4. The method for reducing GPU and CPU interaction overhead according to claim 1, characterized in that, The S300 specifically includes: S301: Input data copied from the CPU; S302: Start running the first operator on the GPU by running the function; S303: During operation, the CPU asynchronously listens for execution termination events emitted by the GPU; S304: After the CPU detects the end of the process event, the GPU copies the current calculation result as output data to the CPU's memory for further processing. Repeat steps S301 through S304.

5. A system for reducing GPU and CPU interaction overhead, characterized in that, The system includes a serialization module, a compilation module, and a runtime module; The concatenation module is used to generate kernel algorithm code for each operator in reverse order, starting from the last operator, based on the type and parameter information of all operators in the DNN model after topological sorting, according to the code template corresponding to the operator type and the parameter information of the operator. At the same time, at the end of each generated kernel algorithm code, a concatenation function is inserted based on the program information of the kernel algorithm code of the next operator to be run, which is used to start the next operator to be run after the current operator has finished running. The compilation module is used to call the online compiler of the runtime library to compile the kernel algorithm code of the newly generated operator, and load the compiled binary program into the GPU as input data for execution; The type and parameter information of the operators include the attribute information of each operator, the shape of the input and output tensors, the memory address allocated to the tensors for storing data, and the entry address information of the kernel algorithm code corresponding to the subsequent operators; The shape of the output tensor is calculated based on the attribute information and the shape of the input tensor; If the operator to be used to generate kernel algorithm code is not the last operator, then obtain the entry address information of the executable program obtained after compiling the kernel algorithm code corresponding to the successor operator after this operator.
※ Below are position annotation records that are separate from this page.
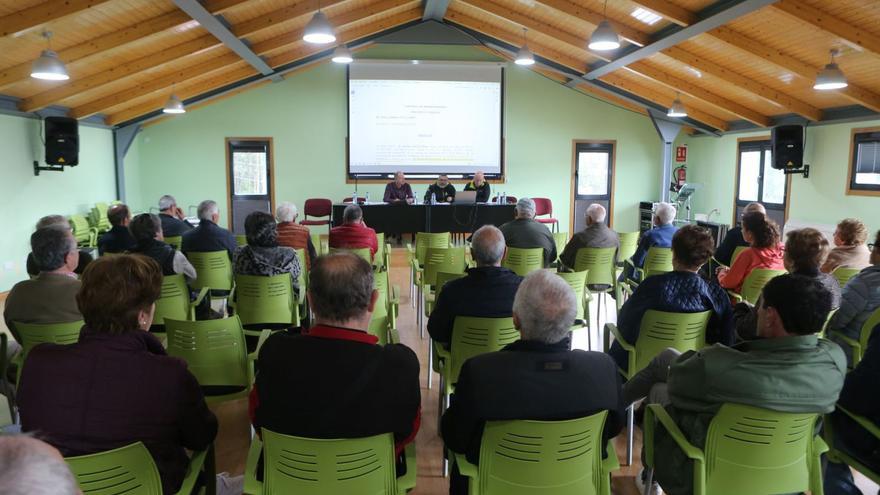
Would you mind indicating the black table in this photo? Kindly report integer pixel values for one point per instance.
(406, 219)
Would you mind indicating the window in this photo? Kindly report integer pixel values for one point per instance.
(865, 165)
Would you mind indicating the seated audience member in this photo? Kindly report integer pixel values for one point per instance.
(292, 234)
(526, 232)
(442, 190)
(479, 184)
(764, 251)
(335, 381)
(805, 250)
(596, 234)
(116, 386)
(85, 256)
(208, 236)
(118, 239)
(659, 236)
(398, 192)
(789, 369)
(536, 378)
(859, 298)
(859, 396)
(680, 291)
(262, 255)
(734, 238)
(849, 249)
(51, 296)
(31, 467)
(487, 290)
(174, 221)
(146, 229)
(353, 233)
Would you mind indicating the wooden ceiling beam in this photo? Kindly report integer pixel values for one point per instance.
(672, 12)
(736, 79)
(42, 13)
(805, 71)
(823, 20)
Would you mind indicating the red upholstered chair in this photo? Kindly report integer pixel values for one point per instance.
(543, 206)
(317, 207)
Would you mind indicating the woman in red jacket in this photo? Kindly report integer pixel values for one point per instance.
(764, 251)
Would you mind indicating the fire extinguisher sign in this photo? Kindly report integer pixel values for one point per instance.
(681, 153)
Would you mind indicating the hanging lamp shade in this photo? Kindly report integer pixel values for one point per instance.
(604, 38)
(173, 105)
(319, 31)
(49, 67)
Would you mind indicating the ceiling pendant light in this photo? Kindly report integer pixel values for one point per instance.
(831, 77)
(677, 109)
(604, 38)
(318, 30)
(48, 66)
(342, 55)
(524, 55)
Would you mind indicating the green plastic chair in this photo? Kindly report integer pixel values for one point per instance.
(542, 457)
(213, 270)
(840, 456)
(216, 353)
(327, 466)
(523, 261)
(754, 284)
(174, 301)
(130, 470)
(843, 274)
(748, 450)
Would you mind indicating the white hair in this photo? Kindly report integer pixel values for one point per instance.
(596, 212)
(665, 213)
(525, 207)
(166, 202)
(487, 245)
(545, 307)
(207, 209)
(286, 212)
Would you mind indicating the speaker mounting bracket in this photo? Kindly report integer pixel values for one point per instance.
(49, 168)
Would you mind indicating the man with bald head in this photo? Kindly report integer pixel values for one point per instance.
(536, 378)
(486, 290)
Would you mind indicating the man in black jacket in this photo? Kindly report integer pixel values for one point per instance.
(535, 378)
(487, 290)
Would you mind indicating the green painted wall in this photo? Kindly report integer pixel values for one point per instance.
(307, 117)
(25, 198)
(821, 198)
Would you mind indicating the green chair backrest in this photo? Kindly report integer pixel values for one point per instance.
(523, 260)
(328, 466)
(128, 470)
(213, 270)
(543, 457)
(448, 259)
(214, 350)
(600, 264)
(754, 450)
(425, 240)
(265, 300)
(843, 274)
(578, 283)
(472, 336)
(174, 300)
(660, 330)
(658, 260)
(629, 242)
(755, 282)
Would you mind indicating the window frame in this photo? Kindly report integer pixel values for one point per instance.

The running module is used to repeatedly iterate through each operator in the DNN model starting from the first operator on the GPU according to the input data, until the running ends when the running end event is detected, and then copy the output data to the CPU.

6. A computer-readable storage medium, characterized in that, The computer-readable storage medium stores a computer program that, when run on a computer, causes the computer to perform the method for reducing GPU and CPU interaction overhead as described in any one of claims 1 to 4.

7. A computer program product, characterized in that, The computer program product includes a computer program that, when run on a computer, causes the computer to perform the method for reducing GPU and CPU interaction overhead as described in any one of claims 1 to 4.